"It Is What It Is" installation view. Photo: Nathan Keay.
It’s hard to look away from the car—or rather, what used to be a car—lying in a first-floor gallery at the Museum of Contemporary Art (MCA), where “Jeremy Deller: It Is What It Is: Conversations About Iraq” brings together Iraqi émigrés, American soldiers, schoolkids and surprised tourists six days a week.
Caught in a March 2007 bombing in Baghdad, the car is now a rusted, twisted hunk of metal. It could be mistaken for an abstract sculpture if not for the photographs surrounding it: One shows Al Mutanabbi, the street where the bombing took place, some time before the incident—when it was thronged with booksellers. Another photo captures the street just after the bombing: Two rescue workers scream for help amid heaps of charred rubble.
Deller’s counterpoint to the car is a set of cushy white chairs and cushions surrounding a low table. The English artist, who implemented this project at museums in New York and Los Angeles earlier this year, wants experts on Iraq to engage museum visitors in a dialogue about the region. MCA curator Tricia Van Eck and curatorial fellow Diana Nawi coordinated an impressive roster of local presenters, including Donny George Youkhanna, former director of the Iraq National Museum in Baghdad, and Maj. Tammy Duckworth, an official in the U.S. Department of Veterans Affairs who served in Iraq and ran for a seat in the U.S. House of Representatives in 2008. Esam Pasha, a Connecticut-based Iraqi artist and translator, will also speak several times during the next two weeks.

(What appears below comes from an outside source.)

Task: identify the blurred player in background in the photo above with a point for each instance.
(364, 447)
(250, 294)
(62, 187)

When we attended a few “Conversations About Iraq” last week, curatorial staff served tea and Middle Eastern sesame-seed cookies while facilitating discussions with the experts and visitors. Some people hover briefly but don’t sit down; others stay for hours. “One of our speakers, [Iraqi-American filmmaker] Usama Alshaibi, says this is the Iraqi thing to do,” Nawi explains. “You invite someone to share sweets and tea with you.”
Cookies defuse tension remarkably well. Though a conversation with Chuck Tucker grows testy as it turns to U.N. sanctions and American bombings in Iraq prior to the 2003 war, Tucker, the executive director of DePaul University’s International Human Rights Law Institute—and a former judge advocate general who retired from the Air National Guard as a major general—doesn’t lose his composure. Maj. Brad Leighton, the Illinois National Guard’s director of public affairs, politely answers our questions about the deaths of Iraqi civilians and chats comfortably with Lina Ganawi, who founded a construction company in her native Baghdad. Tucker and Leighton both lament that members of the military share less and less “common space [and] common language,” as Tucker puts it, with those who aren’t in the armed forces.
Pasha—who moved to the U.S. in 2005, and participated in a summer 2009 road-trip version of “It Is What It Is” with Deller and Sgt. Jonathan Harvey, an Iraq War veteran—tries to describe what everyday life is like back home. “Since 1991, we’ve had either an air raid or a bomb every single day in Iraq,” he tells us. “[In the U.S.], you take it for granted that when you turn on the faucet, water will come out. When you hit the switch on the wall, the electricity turns on. In Iraq, it hasn’t been like that for the longest time. The major thing in Iraqi life is uncertainty.”
Even our brief exposure to “It Is What It Is” shakes up our beliefs about the U.S. military, the 2003 invasion and current events in Iraq, though our conviction that Americans—ourselves included—are shamefully ignorant about other cultures stands. “What I’ve learned most from this experience is that America wants to make things simple, and issues are extremely complex,” Van Eck says. It’s clear to her, however, that Americans hunger for more accurate information about Iraq than we’ve received during the past seven years. “Here’s an opportunity to have a first-hand experience,” she adds, “to talk to someone.”
“Jeremy Deller: It Is What It Is—Conversations About Iraq” runs through November 15 at the MCA. The schedule of speakers, and speaker biographies, are available at mcachicago.org/deller.